Jim Karcher

No. 29
- Position: Guard

Personal information
- Born: May 2, 1914 Forest, Ohio, U.S.
- Died: August 19, 1997 (aged 83) St. Louis Park, Minnesota, U.S.
- Listed height: 6 ft 0 in (1.83 m)
- Listed weight: 205 lb (93 kg)

Career information
- High school: Forest
- College: Ohio State

Career history
- Boston/Washington Redskins (1936–1939); Columbus Bullies (1940);

Awards and highlights
- NFL champion (1937); Second-team All-Big Ten (1935);

Career statistics
- Games played: 42
- Starts: 33
- Stats at Pro Football Reference

= Jim Karcher =

American football player (1914–1997)

James Norman Karcher (May 2, 1914 – August 19, 1997) was an American football offensive lineman for the Boston/Washington Redskins in the National Football League (NFL) and the Columbus Bullies in the American Football League (AFL), making the AFL All-League team for 1940. He played college football at Ohio State University.

== Biography ==
Karcher was born in Forest, Ohio, the son of Jerome John Karcher and Daisy E. Tuttle Karcher.
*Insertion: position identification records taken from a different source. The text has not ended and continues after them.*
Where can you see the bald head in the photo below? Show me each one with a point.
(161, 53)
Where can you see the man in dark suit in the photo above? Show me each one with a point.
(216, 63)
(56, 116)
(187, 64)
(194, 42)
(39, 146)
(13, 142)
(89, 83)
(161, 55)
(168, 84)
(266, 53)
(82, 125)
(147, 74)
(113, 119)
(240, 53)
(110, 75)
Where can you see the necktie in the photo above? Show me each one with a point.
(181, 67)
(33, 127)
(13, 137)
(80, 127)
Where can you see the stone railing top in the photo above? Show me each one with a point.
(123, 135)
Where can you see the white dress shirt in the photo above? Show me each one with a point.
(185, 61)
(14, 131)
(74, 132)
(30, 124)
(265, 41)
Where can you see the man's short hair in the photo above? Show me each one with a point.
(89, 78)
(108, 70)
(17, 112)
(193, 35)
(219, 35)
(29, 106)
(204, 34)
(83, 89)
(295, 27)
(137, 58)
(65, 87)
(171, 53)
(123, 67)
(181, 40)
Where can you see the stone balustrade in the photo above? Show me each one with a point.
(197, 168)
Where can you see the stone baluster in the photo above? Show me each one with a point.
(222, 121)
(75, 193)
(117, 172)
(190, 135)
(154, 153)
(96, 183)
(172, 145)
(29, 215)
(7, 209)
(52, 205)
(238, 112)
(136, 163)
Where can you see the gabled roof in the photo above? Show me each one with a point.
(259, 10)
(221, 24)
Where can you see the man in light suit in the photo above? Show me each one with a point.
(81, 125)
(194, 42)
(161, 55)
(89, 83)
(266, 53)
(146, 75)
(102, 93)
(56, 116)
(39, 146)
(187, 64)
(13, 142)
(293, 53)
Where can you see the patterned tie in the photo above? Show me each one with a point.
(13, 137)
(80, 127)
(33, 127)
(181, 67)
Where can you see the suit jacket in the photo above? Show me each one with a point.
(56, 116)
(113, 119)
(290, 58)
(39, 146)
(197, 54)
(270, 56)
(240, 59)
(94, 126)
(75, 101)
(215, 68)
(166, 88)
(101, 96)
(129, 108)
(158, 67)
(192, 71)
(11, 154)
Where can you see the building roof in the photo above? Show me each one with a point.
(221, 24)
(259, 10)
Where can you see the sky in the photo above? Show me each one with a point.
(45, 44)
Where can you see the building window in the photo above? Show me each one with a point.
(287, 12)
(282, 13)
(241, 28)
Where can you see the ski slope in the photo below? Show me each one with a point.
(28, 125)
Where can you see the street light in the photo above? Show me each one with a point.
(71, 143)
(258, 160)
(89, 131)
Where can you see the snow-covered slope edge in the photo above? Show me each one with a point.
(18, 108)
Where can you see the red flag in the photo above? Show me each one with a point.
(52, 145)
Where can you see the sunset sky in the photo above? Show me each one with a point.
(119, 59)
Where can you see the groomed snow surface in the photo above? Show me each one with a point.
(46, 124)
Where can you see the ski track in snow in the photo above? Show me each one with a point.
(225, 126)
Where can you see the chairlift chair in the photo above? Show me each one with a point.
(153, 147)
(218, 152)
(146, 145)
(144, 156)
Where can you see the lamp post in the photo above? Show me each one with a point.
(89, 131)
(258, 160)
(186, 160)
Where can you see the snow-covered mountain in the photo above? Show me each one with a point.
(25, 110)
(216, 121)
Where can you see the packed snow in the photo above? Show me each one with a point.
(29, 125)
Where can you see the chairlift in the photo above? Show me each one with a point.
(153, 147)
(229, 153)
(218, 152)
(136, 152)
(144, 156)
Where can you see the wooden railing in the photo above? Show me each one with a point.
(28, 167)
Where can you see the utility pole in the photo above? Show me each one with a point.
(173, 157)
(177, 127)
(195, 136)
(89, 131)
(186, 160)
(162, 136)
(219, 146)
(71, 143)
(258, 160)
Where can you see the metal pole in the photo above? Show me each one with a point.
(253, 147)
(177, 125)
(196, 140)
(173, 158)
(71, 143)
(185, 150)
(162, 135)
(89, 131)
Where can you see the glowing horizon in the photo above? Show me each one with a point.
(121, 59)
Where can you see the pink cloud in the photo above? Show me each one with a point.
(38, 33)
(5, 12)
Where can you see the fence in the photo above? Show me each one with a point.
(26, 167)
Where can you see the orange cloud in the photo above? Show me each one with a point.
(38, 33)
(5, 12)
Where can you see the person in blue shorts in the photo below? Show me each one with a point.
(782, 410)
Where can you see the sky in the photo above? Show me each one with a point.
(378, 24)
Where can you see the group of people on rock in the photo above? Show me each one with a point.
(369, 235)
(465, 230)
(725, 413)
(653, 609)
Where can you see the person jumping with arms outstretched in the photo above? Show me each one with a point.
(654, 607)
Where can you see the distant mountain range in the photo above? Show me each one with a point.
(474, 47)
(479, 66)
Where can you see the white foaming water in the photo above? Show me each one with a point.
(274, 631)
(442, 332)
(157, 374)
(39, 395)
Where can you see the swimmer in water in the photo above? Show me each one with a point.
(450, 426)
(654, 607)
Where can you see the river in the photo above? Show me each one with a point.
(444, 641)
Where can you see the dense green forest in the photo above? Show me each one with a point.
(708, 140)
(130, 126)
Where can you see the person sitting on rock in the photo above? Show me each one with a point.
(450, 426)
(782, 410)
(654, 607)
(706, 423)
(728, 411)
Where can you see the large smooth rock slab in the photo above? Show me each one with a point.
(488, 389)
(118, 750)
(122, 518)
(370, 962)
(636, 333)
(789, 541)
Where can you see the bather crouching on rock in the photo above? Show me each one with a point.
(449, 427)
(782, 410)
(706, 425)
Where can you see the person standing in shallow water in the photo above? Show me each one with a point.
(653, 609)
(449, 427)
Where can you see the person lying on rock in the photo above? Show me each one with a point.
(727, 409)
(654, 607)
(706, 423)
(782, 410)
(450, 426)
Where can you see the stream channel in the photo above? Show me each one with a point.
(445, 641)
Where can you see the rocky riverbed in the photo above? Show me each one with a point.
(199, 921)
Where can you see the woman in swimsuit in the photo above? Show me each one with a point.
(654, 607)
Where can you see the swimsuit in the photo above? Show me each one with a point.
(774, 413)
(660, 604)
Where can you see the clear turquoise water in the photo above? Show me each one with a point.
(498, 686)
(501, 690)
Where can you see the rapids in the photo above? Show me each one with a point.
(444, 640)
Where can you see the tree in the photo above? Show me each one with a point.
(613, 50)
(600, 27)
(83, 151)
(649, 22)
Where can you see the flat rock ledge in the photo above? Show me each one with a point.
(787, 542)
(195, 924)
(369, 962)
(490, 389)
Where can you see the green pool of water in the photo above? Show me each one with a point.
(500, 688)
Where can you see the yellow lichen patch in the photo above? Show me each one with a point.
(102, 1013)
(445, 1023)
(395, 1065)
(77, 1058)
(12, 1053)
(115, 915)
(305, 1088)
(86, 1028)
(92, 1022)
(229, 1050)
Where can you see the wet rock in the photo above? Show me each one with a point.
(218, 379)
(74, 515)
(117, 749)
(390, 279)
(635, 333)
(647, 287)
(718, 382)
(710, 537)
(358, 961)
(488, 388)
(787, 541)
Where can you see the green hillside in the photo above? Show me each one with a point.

His father died by drowning during a 1924 flood. He played college football at Ohio State University.

Karcher played professional football with the Washington Redskins from 1936 to 1939 (starting while they were still based in Boston). He was a right guard in the starting lineup for the 1937 NFL championship game. He played one more year on the Columbus Bullies, an AFL team.

Karcher married Helen Roberta Zimmerman. They had three daughters. His wife died in 1989, and he died in 1997, at the age of 83, in St. Louis Park, Minnesota.